To my credit, the Triple-A man (a really nice man named Dennis) said, “These cars are like land-yachts. It’s really hard to notice when something is wrong.” He put the spare on for me, told me to go to Les Schwab (he said that’s where the tire was from and maybe it was under warranty), and waved me off.
So I called my husband, who tried to talk me into driving home (I told him the Triple-A man said not to), and he told me that I must under no circumstances let a tire salesman talk me into buying four new tires. I drove around Federal Way for about 20 minutes, and found two other tire stores, was very close to giving up (after all, would the tire really be under warranty? could I be that lucky? my husband said for-sure-not), but decided to try one more time. I found it. The tire turned out to have been fairly new and it was under warranty. The man at the counter did not try to sell me anything.

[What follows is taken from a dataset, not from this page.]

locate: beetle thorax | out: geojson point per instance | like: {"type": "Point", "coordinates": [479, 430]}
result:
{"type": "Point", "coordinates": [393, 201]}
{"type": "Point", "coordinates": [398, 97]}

I spent about an hour and a half sitting on the side of the freeway, then about two and a half hours at Les Schwab. I had my textbook for my college composition class with me and I got it out and read the first unit’s reading assignments (this was a revelation). After considerable time had passed, I discovered the popcorn machine, and I moved to the reception area, where sunlight was streaming through the windows, and I sat down and reopened my book.
One other customer was sitting there. He was a big man about my age, and he wore a white tee-shirt and had a gold hoop earring. He was African American, but he reminded me of Mr. Clean from those old Proctor & Gamble commercials. “What happened to you?” he asked. I told him, briefly (I really wanted to get back to my book) and he said, “Well, praise God. Weren’t you lucky!”
Lucky I didn’t have an accident. Lucky I was driving the car and not my 80-year old mother. Lucky I had Triple-A. Lucky that the tire was under warranty. Lucky I was obedient (he actually used that word!) to the advice I’d been given. Lucky that it was such a bright, pretty day to wait in.
I was initially leery, but he won me over with his infectious enthusiasm. I am still not sure if he was trying to convert me to his church, but he talked a lot about the Bible (Basic Instructions Before Leaving Earth), or “the good book,” and how “it’s all in there!” We talked about my daughters. We talked about how if you want to grow something, you have to plant it first. “It might not grow. Maybe the soil’s no good. Maybe it won’t ever rain. But if you don’t plant it, it surely will not grow!”
His name was Len, and although (being at heart a reclusive hermit type who would always rather read a book) I almost got up and moved away when he began talking to me, he ended up making my day. Added bonus: he gave me a story to tell.